友々素敵

人はなぜ生きるのか。それは生きているから。生きていることは素敵なことなのです。

止めることはできない

2008年02月07日 21時59分56秒 | Weblog
 NPO法人をどんな形にするか、いろいろ議論した後、世間話になった。もう70歳に手が届くようになったかつての猛烈社員たちも近頃ではグチが多い。「どうもこの頃、物忘れが多くなって困ったものだ」「いや、そんなことは誰でも同じですよ」「そろそろアルツハイマーですかね」「アルツハイマーに効く薬があるそうですね」「アルツハイマーかどうかを診断できる医者がいないから、結局アルツハイマーと診断された時は手遅れなんですよ」「それじゃー薬では治らんわけですか」「進行を遅くすることはできるみたいですね」。

 その時、友人が「猫も象も、死がやってくれば、見られないところへ行って死ぬわけですよ。人間もそんな遺伝子があるから、死を受け入れることが出来るんじゃないですか。もし、いつまでも正常な神経のままなら、死を恐れて発狂してしまうんじゃーないかな。だんだん、ボケてくることも自然の摂理としては大切なことじゃーないか」と言う。老いていくことは自然なことで、そう受け止めて生きていくことだというのだ。

 私もそう思っている。今朝のNHK連続テレビ小説『ちりとてちん』を思い出した。師匠が病で倒れ、病院に担ぎ込まれる。主人公が師匠のベッドの脇で「私を置いて逝かんでください」と泣きながら言う。すると、師匠は「ほんまに馬鹿やちゃな。それじゃーお前は私よりも先に死ぬというのか。順番じゃ。順番だからいいんじゃ」。そんなことを言っていた。

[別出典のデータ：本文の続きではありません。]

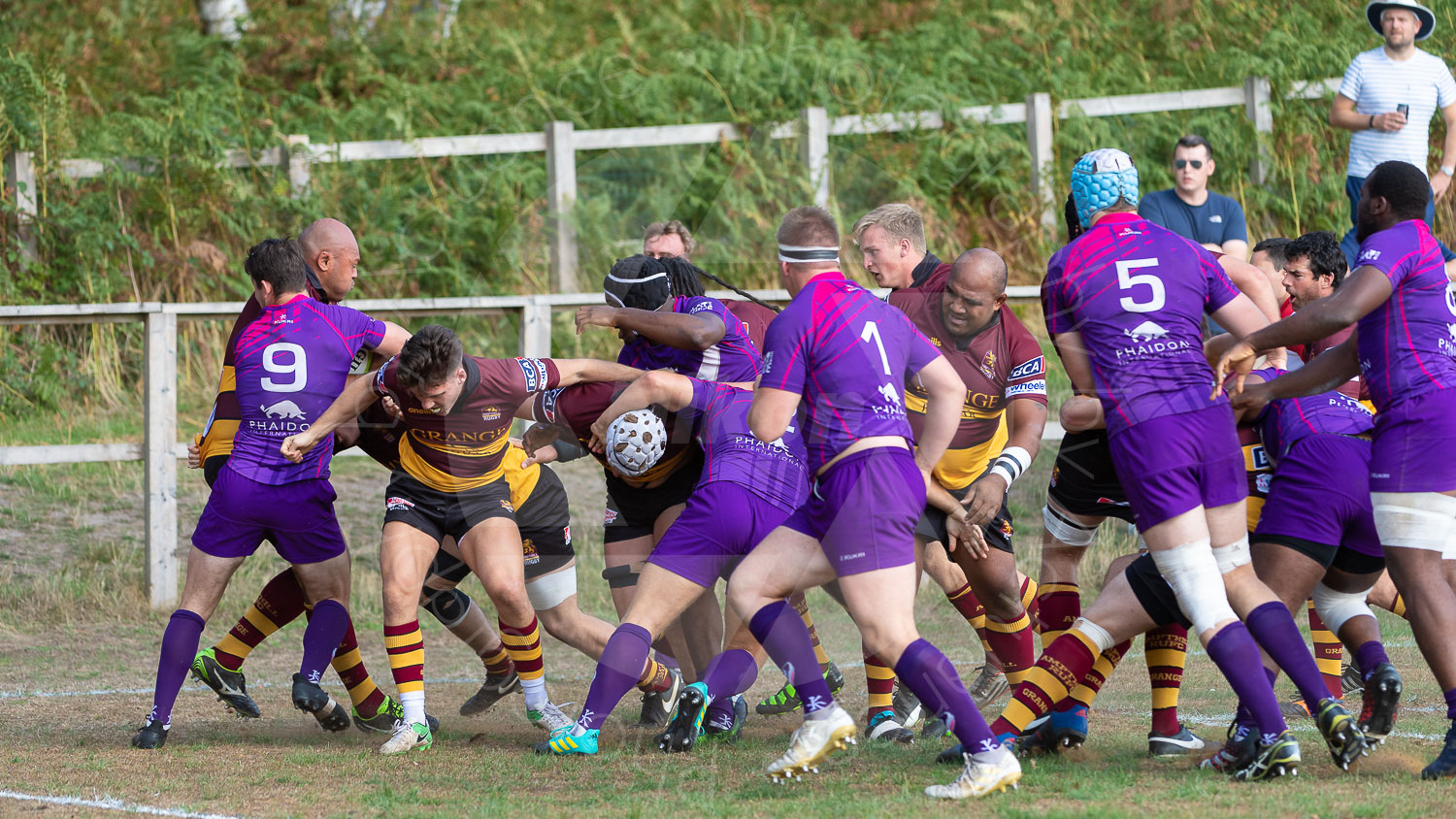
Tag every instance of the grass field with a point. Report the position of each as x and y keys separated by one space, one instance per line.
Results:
x=78 y=653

 アルツハイマーを止めることも、肉体の老化を覆すことも、ましてや時間を取り戻すことも、人間にはできないし、すべきではない。あるがままを受け入れていくことが私は一番大事だと思っている。私も含めて、戦争を知らない世代が圧倒的になってきた。国会中継を見ていても、若い政治家が多い。そんな若い世代の人たちは戦争の悲惨さも知らないし、権力に抗したデモだって行ったことも無ければ見たこともない。どんなに戦争の悲惨さを強調したところで、実感としては受け止められない。社会的な抗議行動は跳ね上がりとしか受け止められない。

 武力で国が守れるのか、兵器が平和をもたらすのか、若い世代の人々はきっと理屈で現実を考えてくれるだろう。私はそう期待している。科学技術の発展は確かに人々に豊かさをもたらした。けれども豊かさと同時に地球の破滅も芽生えさせた。人は殺し合ってはならない。人は人を憎んだりせずに、愛し合うことの方がいい。ささやかに生き、静かにこの世を去る方がいい。若い世代に残せる死に方をしなくてはならないと思う。